I know this verse or ones similar to it have been used in my devotions in the past.  But a different thought occurred to me reading the above passage.  Moses is referring to the failure of Israel to take the promised land the first time around.  He is recalling the twelve spies and the evil report of ten of those spies.  He rehearsed how they felt and their perception of the likelihood of overcoming what seemed to be insurmountable odds.  The verse above is not meant for encouragement to face a battle.  Rather, a reminder of why their lack of faith was such a big deal.  They refused to trust God to do the impossible through them.  They put success squarely on their own shoulders and correctly assessed if they were to take the land, they would be defeated.  They did not calculate God’s power in their assessment.  This was why God was so displeased with them.  But that is not the thought that occurred to me this morning.  Nowhere does God promise to make the battle smaller.  He does not promise to shrink the enemy.  The nature of the battle is still the same.  With or without God, the enemy is what he or it, is.  They are still giants.  They are still innumerable.  They are still impenetrable.  Having God fight our battles does not shrink the enemy.

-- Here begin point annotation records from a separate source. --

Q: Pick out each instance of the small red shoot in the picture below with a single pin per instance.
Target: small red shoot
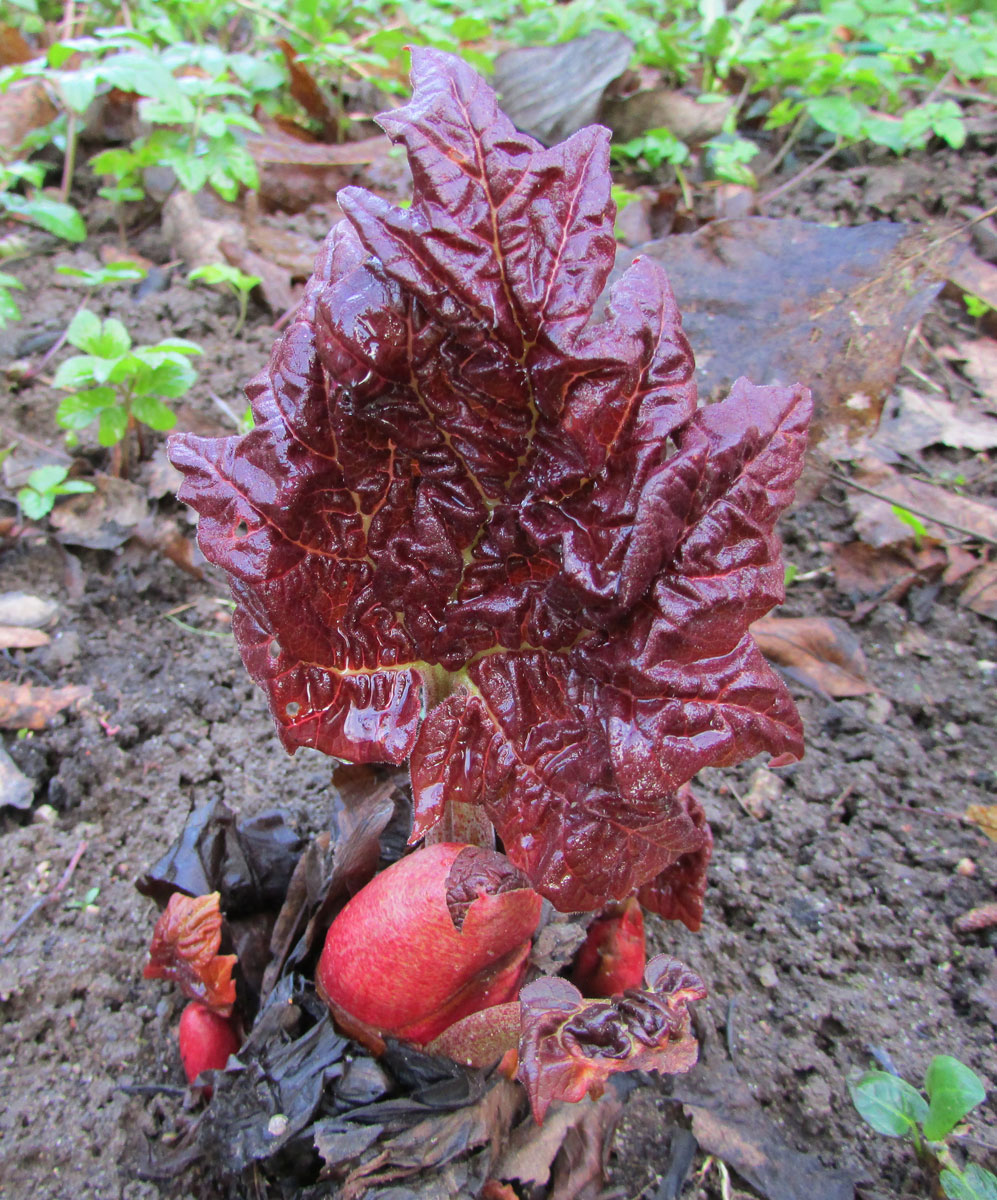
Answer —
(185, 949)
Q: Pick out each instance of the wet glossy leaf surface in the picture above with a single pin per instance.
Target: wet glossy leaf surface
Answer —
(456, 533)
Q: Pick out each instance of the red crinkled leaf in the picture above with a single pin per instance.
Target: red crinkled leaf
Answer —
(569, 1047)
(679, 891)
(474, 529)
(185, 949)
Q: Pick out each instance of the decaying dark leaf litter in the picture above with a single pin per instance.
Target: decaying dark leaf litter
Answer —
(828, 933)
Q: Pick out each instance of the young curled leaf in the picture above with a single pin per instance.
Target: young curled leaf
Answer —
(678, 892)
(185, 949)
(476, 529)
(569, 1047)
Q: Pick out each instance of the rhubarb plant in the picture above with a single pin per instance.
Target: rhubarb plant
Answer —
(484, 529)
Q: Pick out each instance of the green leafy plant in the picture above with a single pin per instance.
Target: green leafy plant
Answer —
(43, 211)
(197, 100)
(912, 521)
(892, 1107)
(118, 384)
(89, 900)
(8, 307)
(44, 486)
(653, 149)
(976, 305)
(104, 276)
(236, 281)
(728, 156)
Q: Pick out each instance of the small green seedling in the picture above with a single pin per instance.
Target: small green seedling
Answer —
(912, 521)
(35, 208)
(104, 276)
(8, 309)
(892, 1107)
(88, 901)
(240, 283)
(654, 148)
(976, 305)
(44, 484)
(115, 383)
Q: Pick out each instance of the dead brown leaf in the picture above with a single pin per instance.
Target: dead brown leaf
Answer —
(912, 421)
(295, 174)
(985, 816)
(780, 300)
(640, 102)
(551, 91)
(23, 107)
(196, 226)
(974, 275)
(438, 1140)
(24, 706)
(580, 1169)
(728, 1122)
(820, 652)
(13, 48)
(20, 637)
(532, 1149)
(980, 593)
(979, 359)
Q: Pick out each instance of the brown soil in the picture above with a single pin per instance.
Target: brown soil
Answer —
(829, 924)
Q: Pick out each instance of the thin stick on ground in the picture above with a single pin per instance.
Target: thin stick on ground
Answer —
(60, 887)
(910, 508)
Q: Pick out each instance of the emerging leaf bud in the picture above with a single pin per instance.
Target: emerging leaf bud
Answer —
(612, 957)
(206, 1039)
(440, 934)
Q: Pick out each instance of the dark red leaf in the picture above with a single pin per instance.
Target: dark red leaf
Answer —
(474, 529)
(678, 892)
(570, 1047)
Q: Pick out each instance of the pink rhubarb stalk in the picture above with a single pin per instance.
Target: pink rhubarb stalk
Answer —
(437, 936)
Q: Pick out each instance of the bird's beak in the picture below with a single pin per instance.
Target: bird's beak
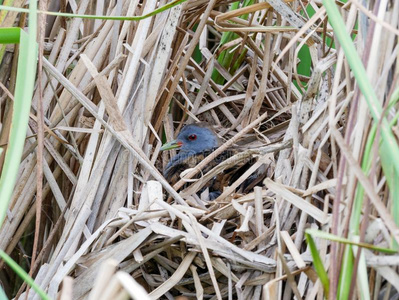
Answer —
(171, 145)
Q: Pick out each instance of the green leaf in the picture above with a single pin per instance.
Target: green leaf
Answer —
(317, 262)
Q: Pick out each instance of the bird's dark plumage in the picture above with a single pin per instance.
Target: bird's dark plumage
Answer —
(197, 141)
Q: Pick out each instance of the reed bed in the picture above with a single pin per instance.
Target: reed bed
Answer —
(91, 216)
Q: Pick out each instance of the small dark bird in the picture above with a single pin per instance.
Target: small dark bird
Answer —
(197, 141)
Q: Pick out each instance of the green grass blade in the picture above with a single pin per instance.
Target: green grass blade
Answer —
(23, 275)
(317, 262)
(26, 72)
(332, 237)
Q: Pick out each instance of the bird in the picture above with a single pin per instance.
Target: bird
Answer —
(195, 142)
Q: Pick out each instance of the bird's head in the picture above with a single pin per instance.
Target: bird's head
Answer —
(194, 138)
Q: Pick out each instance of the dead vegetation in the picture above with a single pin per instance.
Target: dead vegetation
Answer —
(113, 91)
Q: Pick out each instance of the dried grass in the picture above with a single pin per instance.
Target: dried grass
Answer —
(112, 97)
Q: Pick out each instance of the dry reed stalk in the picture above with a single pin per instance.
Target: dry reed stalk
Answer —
(113, 91)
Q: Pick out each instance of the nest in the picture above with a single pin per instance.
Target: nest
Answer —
(111, 227)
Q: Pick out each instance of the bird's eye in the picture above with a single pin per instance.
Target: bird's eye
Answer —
(192, 137)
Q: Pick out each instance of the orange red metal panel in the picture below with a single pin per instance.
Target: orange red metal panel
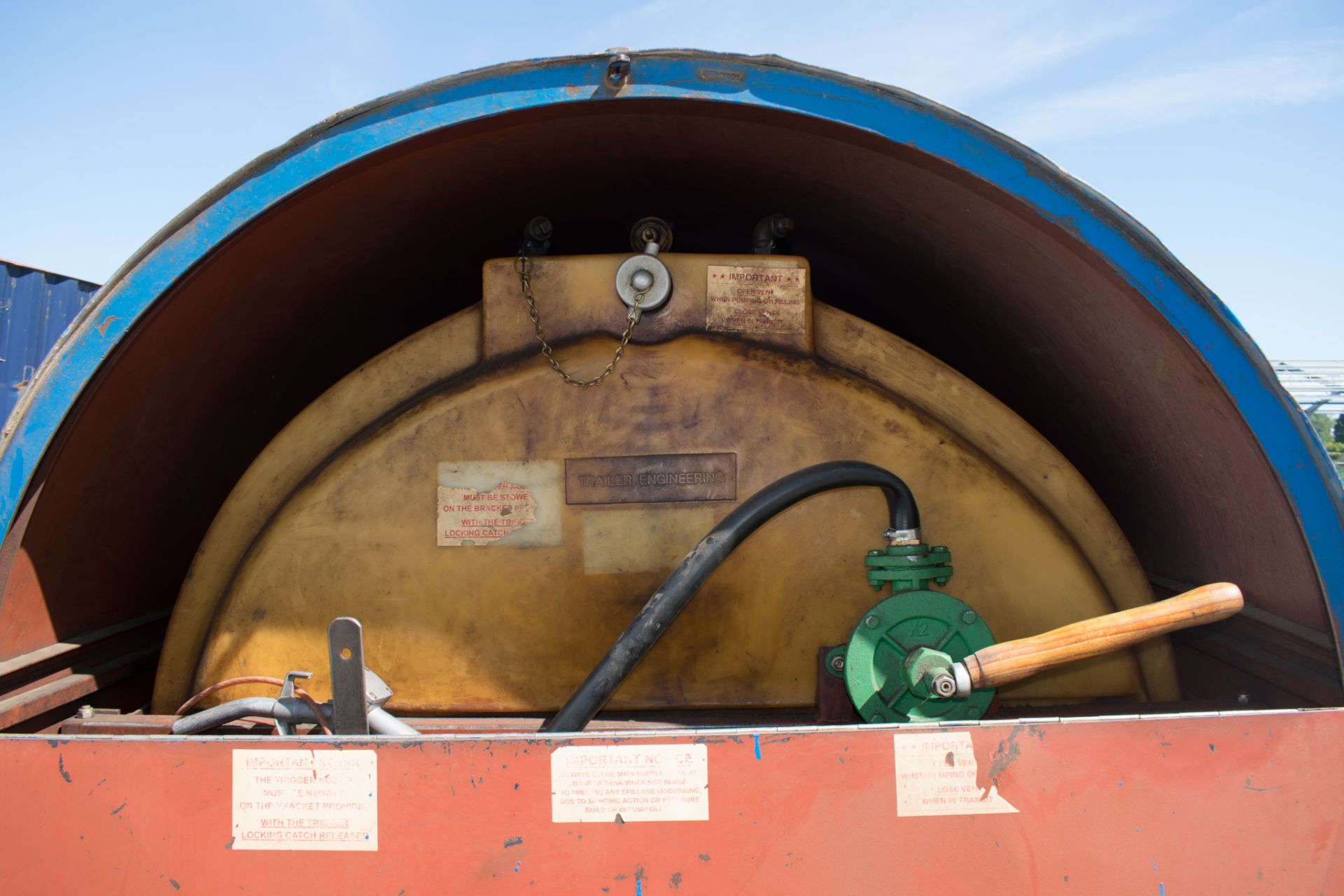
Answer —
(1234, 804)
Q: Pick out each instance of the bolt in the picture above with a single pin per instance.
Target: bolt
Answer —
(539, 229)
(942, 685)
(641, 281)
(617, 69)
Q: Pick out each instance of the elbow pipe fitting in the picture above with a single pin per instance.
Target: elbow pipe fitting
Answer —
(768, 230)
(692, 573)
(284, 710)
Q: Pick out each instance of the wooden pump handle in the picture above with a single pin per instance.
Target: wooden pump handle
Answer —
(1015, 660)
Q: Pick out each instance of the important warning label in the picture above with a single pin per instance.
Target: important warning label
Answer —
(937, 776)
(467, 516)
(305, 799)
(659, 782)
(757, 300)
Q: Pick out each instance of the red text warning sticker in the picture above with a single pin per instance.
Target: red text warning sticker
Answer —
(656, 782)
(937, 776)
(467, 516)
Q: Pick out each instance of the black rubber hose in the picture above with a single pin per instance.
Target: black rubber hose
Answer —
(692, 573)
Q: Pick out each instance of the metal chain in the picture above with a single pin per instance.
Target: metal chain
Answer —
(523, 265)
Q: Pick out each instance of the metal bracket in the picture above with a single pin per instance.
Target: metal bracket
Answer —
(346, 645)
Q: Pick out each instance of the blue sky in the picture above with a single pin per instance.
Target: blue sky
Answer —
(1218, 125)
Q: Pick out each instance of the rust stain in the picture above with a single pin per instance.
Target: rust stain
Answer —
(1006, 754)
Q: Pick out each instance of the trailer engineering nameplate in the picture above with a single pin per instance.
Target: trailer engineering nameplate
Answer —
(651, 479)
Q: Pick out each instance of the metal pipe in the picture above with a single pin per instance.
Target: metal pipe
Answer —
(284, 710)
(385, 723)
(679, 587)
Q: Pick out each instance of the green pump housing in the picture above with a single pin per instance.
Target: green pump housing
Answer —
(888, 660)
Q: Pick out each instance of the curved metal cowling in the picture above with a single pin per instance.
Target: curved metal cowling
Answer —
(769, 83)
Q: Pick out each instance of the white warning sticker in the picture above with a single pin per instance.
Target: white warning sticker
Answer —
(467, 516)
(515, 503)
(656, 782)
(937, 776)
(305, 799)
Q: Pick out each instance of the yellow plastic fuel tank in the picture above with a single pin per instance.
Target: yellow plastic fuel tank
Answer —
(495, 528)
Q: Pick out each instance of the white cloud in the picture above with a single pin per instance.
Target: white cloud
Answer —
(1291, 73)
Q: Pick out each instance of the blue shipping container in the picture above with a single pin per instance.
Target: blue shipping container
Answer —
(35, 309)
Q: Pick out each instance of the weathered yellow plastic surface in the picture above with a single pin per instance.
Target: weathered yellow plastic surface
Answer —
(337, 516)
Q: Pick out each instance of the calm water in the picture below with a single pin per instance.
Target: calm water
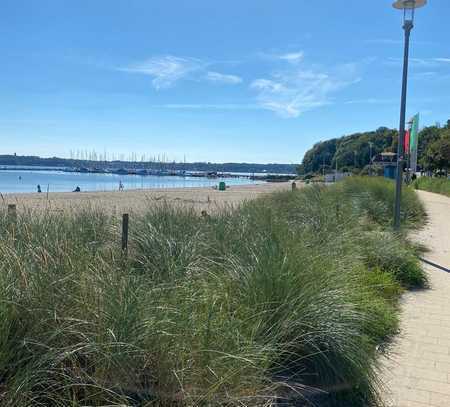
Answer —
(58, 181)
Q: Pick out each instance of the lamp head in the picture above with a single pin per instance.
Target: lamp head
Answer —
(409, 4)
(408, 7)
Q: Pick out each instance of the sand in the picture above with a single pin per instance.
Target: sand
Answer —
(138, 200)
(417, 372)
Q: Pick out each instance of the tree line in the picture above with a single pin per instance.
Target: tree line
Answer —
(352, 153)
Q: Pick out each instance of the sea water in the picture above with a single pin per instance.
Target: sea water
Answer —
(13, 181)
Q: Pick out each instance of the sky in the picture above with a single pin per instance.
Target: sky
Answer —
(209, 80)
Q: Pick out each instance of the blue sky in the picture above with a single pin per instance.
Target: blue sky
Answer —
(235, 80)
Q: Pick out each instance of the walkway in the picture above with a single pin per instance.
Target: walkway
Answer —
(418, 373)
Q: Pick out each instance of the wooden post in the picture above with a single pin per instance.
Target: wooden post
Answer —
(12, 212)
(125, 218)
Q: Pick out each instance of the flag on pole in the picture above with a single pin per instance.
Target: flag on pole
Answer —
(407, 140)
(414, 142)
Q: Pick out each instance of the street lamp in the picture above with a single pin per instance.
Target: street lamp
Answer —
(408, 7)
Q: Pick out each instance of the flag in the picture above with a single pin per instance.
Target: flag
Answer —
(414, 142)
(407, 139)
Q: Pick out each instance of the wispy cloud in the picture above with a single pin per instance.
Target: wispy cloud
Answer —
(419, 62)
(223, 78)
(292, 57)
(295, 91)
(202, 106)
(371, 101)
(391, 41)
(166, 70)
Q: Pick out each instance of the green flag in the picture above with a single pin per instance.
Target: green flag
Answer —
(414, 138)
(414, 142)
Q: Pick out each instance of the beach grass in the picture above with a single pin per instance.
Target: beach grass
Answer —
(437, 185)
(291, 296)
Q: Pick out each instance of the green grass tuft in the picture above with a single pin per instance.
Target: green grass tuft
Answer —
(288, 293)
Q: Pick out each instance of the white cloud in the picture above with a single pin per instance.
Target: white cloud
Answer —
(202, 106)
(372, 101)
(295, 91)
(420, 62)
(292, 57)
(166, 70)
(223, 78)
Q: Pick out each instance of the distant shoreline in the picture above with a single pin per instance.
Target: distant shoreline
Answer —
(200, 198)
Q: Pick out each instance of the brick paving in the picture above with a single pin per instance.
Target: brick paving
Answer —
(417, 373)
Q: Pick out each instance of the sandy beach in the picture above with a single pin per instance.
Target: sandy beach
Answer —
(138, 200)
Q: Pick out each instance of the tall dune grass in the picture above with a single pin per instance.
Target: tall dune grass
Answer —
(286, 297)
(436, 185)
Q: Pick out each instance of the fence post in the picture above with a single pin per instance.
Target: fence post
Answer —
(125, 218)
(12, 212)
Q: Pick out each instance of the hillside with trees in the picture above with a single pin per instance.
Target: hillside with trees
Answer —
(352, 153)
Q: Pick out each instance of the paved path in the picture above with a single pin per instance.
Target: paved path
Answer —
(418, 374)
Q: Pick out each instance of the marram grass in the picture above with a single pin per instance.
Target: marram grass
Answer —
(253, 306)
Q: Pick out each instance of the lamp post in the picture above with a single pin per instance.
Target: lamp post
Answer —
(408, 7)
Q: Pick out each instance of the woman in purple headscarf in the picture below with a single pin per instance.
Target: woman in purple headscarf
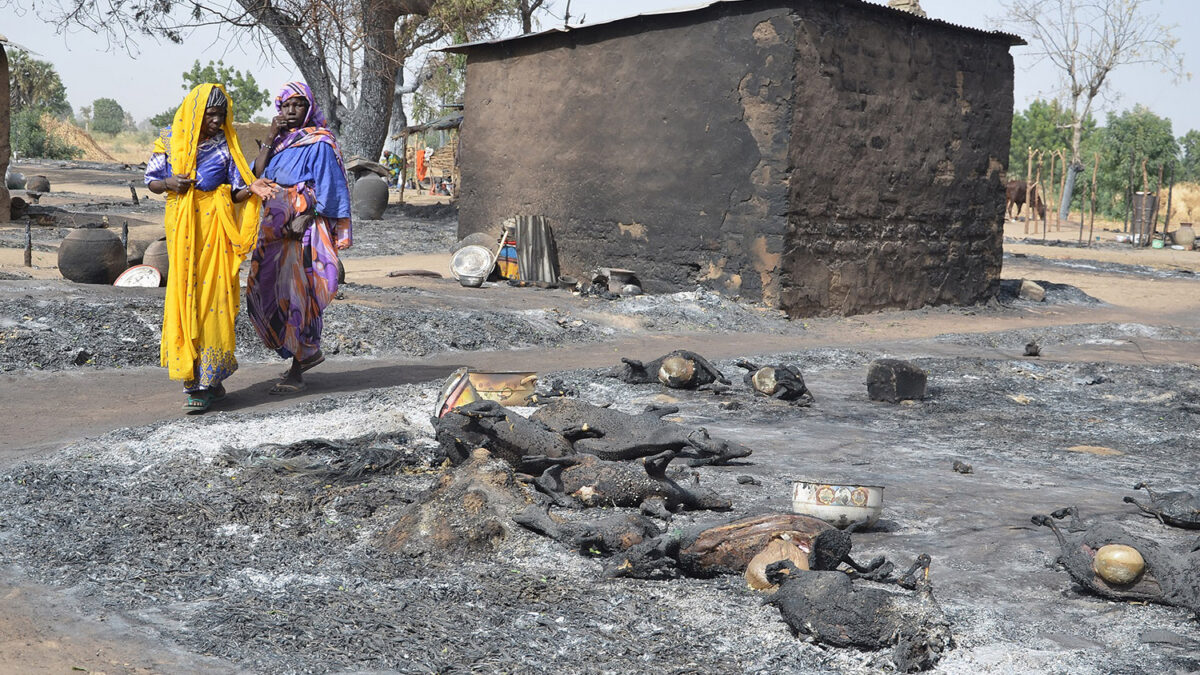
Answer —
(293, 274)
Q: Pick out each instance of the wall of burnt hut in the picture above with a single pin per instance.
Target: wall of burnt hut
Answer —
(822, 157)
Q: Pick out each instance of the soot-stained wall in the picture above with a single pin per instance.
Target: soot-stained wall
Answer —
(759, 148)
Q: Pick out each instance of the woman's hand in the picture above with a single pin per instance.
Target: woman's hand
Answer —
(178, 183)
(279, 125)
(264, 189)
(299, 225)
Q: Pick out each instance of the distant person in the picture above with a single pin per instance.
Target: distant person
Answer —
(213, 205)
(293, 274)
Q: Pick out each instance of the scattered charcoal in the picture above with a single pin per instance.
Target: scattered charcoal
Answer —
(331, 461)
(679, 369)
(1177, 509)
(835, 610)
(894, 381)
(1107, 560)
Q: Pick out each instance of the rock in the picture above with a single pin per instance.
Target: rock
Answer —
(894, 381)
(37, 184)
(91, 255)
(1031, 291)
(370, 197)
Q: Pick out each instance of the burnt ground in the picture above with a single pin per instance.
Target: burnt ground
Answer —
(175, 531)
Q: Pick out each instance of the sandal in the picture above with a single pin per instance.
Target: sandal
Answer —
(285, 388)
(305, 365)
(198, 401)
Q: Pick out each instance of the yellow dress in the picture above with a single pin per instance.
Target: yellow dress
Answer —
(208, 237)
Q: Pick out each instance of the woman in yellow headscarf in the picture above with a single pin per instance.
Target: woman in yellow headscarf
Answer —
(213, 209)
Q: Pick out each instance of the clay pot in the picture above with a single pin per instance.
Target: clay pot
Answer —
(370, 197)
(1185, 236)
(37, 184)
(91, 255)
(156, 257)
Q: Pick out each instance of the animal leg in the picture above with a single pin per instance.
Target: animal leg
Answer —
(550, 483)
(911, 579)
(712, 370)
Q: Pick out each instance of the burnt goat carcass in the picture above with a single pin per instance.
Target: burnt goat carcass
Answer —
(1177, 508)
(1107, 560)
(783, 382)
(678, 370)
(834, 609)
(729, 548)
(587, 481)
(503, 432)
(615, 435)
(603, 537)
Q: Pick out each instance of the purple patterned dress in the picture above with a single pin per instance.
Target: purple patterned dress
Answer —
(293, 280)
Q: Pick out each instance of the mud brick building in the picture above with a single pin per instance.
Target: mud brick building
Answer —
(822, 156)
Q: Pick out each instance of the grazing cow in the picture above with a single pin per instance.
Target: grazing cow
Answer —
(1014, 193)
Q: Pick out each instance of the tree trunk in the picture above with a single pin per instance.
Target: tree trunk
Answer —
(1068, 193)
(5, 150)
(399, 119)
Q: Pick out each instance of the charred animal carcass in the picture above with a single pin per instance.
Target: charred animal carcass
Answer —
(601, 537)
(1107, 560)
(615, 435)
(468, 511)
(588, 481)
(503, 432)
(837, 610)
(1177, 508)
(678, 370)
(783, 382)
(729, 548)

Recently, I finished a sermon entitled, The Undesirable Will of God.  It comes from the prayer of Jesus in the garden.  There is much argument over this prayer and for no good reason.  Too much metaphysics and philosophy and not enough Bible.  It is plain that in His weakened human flesh, the Savior asked the Father for any other way by which mankind could be redeemed from their sin.  He saw the cruel death before him and the temporary estrangement of the Son from the Father and cried out that the cup that lay before him might be replaced by a lighter one.  Jesus raised the hypothetical of a small mountain.  A light load.  An easier trial to endure.  It wasn’t that He was seeking to avoid the goal of the trial altogether.  He was not.  It was the joy that was set before Him.  What He raised as a possibility was God might lessen the battle that He might endure what lay before Him.  Yet, the LORD did not.  The Father required of the Son all that we predetermined before the foundation of the world.  The plan of God was set.  It was written from eternity.  Nothing was going to make the cross lighter to bear.  Yet, the Spirit and the Father strengthened Him in His hour of need so that the payment for our sin could and would be paid in full.  The load did not decrease, but it did get lighter.

Having God involved doesn’t shrink the enemy.  We will still have to face what we have to face.  The mountain before us will still be just as high.  Wishing for something less is only stating if it were, we could face it without God.  The trial doesn’t diminish.  The challenge does not ease.  What does happen is God gets involved and strengthens us to overcome what we cannot face ourselves.  Wishing for an easier life is unrealistic and unbiblical.  Wishing it to all go away is immature.  Hoping to lessen the trial so that we can handle it on our own is not how God designed our steps of faith.  Rather, the battle is as large as it is because He wants to get us over the mountain.  He wants to prove Himself strong on behalf of His children.  He wants to be the God we need Him to be.  Praying that God would take away the trial is not what God intends.  That is not what He promises.  He promises to make a way through it so that we can endure the entirety of it.  The enemy is still tall and of great stature.  But our God is greater.  This is the point!